Sous cette égide, il est clair alors que pour suivre le propos, il faut accepter l’idée selon laquelle la démocratie est une forme de vie sociale caractérisée par l’exercice actif de l’intelligence sociale et la participation du public aux affaires générales de la société. De plus, ajoutent les auteurs, la démocratie relève de ce que le philosophe Cornelius Castoriadis appelle le principe de l’autogouvernement, principe qu’ils étendent aux institutions territoriales et productives, ainsi qu’à toutes les activités collectives.

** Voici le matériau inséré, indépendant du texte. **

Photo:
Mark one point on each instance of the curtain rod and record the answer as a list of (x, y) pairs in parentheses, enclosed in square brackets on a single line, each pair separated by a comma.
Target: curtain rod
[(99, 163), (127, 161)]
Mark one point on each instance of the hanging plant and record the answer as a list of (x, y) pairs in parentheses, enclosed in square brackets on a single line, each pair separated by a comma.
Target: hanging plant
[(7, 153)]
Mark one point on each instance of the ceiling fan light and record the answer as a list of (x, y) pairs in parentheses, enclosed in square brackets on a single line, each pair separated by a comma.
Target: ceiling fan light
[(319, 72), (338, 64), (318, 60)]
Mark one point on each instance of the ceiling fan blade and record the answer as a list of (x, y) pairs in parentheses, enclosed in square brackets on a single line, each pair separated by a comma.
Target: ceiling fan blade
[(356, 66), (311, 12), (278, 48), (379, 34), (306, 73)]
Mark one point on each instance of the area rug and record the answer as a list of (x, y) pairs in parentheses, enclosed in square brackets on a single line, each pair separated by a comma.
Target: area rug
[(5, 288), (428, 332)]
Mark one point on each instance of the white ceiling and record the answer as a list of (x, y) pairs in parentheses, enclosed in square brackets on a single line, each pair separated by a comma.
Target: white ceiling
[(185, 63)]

Aussi sommes-nous renvoyés au propos précédent. L’éducation commune, scolaire et universitaire, n’est pas une simple affaire de programmes ou d’heures d’enseignement. Elle suppose d’emblée la part des citoyennes et des citoyens, ainsi qu’un parti pris : la capacité des citoyens à réfléchir aux institutions désirables ; leur pouvoir collectif de les changer en déployant leur pouvoir instituant.

Un bien commun

L’éducation rentrerait-elle donc dans le cadre des « biens communs » ? Entendons alors que ces « biens communs » se définissent d’abord comme des institutions qui s’opposent à la conception propriétaire dominante des domaines d’activité collectifs. Dire que l’éducation est un bien commun, c’est dire qu’elle est « inappropriable » : qu’aucun individu, aucun groupe, aucun État ne peut s’en dire ou s’en faire le propriétaire. Elle est à tous, par principe. La connaissance qui la traverse, simultanément, est commune, elle ne doit être ni réservée à une élite, ni faire l’objet d’une forme d’enclosure par l’argent ou par le lieu de résidence.

Mais, précisent les auteurs à juste titre, pour que l’éducation soit rangée au nombre des « biens communs », il faut qu’elle trouve sa consistance dans une institution aux caractéristiques particulières, et qu’elle soit conçue elle-même comme un « commun », qui ne se résorberait pas dans la culture d’un groupe. Et ils ajoutent encore : qu’elle soit un espace institutionnel à la fois autogouverné par les coparticipants à l’activité éducative et régi par le droit d’usage exercé par une collectivité sur les ressources éducatives.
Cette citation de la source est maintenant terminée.